[CF-metadata] CF upgrade to netCDF variable names from Russ Rew on 2014-01-15 (Archive of CF discussions from 2002 to 2019 on the cf-metadata mailing list)

From: Russ Rew <russ>
Date: Wed, 15 Jan 2014 14:34:22 -0700

John Graybeal wrote:
> This prompts me to observe that somehow, in this brave new age of computer programming, people are
> developing netCDF software that supports Unicode characters -- Unicode!! -- in variable (attribute
> etc) names. There will be netCDF files in the wild, used by scientists and normal people (especially
> normal people from non-English-speaking countries) that use all sorts of wild and crazy characters
> in their variable names. (Perhaps CF thinks these are "alphanumeric", in which case I've found a
> solution! The standard certainly is not explicitly ASCII-only.) By the way, I was amazed to learn
> that using Unicode in programming languages is starting to take hold.

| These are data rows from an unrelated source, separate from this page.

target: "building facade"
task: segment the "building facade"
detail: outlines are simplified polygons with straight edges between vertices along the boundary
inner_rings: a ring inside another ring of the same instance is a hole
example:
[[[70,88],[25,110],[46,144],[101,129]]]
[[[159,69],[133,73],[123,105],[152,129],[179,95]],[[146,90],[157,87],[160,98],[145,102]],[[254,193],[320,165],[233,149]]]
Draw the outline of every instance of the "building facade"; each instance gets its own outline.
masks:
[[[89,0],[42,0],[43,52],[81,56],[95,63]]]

Yes, since June 2008 we have supported use of Unicode characters in
names in both netCDF-3 and netCDF-4 software. The intent was to make
netCDF more suitable for international use, rather than to encode
mathematical operations in variable names. But we were also responding
to needs of some user communities, for example atmospheric chemists who
wanted to be able to use standard notations for chemical species in
variable names.

Here's a small non-sensical example of ncdump output for a file
containing Unicode names:

  http://www.unidata.ucar.edu/netcdf/workshops/most-recent/utilities/Unicode.html

The precise rules for netCDF names are in the format documentation, but
the short version is:

  ... The first character of a name must be alphanumeric, a multi-byte
  UTF-8 character, or '_' (reserved for special names with meaning to
  implementations, such as the ?_FillValue? attribute). Subsequent
  characters may also include printing special characters, except for
  '/' which is not allowed in names. Names that have trailing space
  characters are also not permitted.

That document also warns:

  Note that by using special characters in names, you may make your data
  not compliant with conventions that have more stringent requirements
  on valid names for netCDF components, for example the CF Conventions.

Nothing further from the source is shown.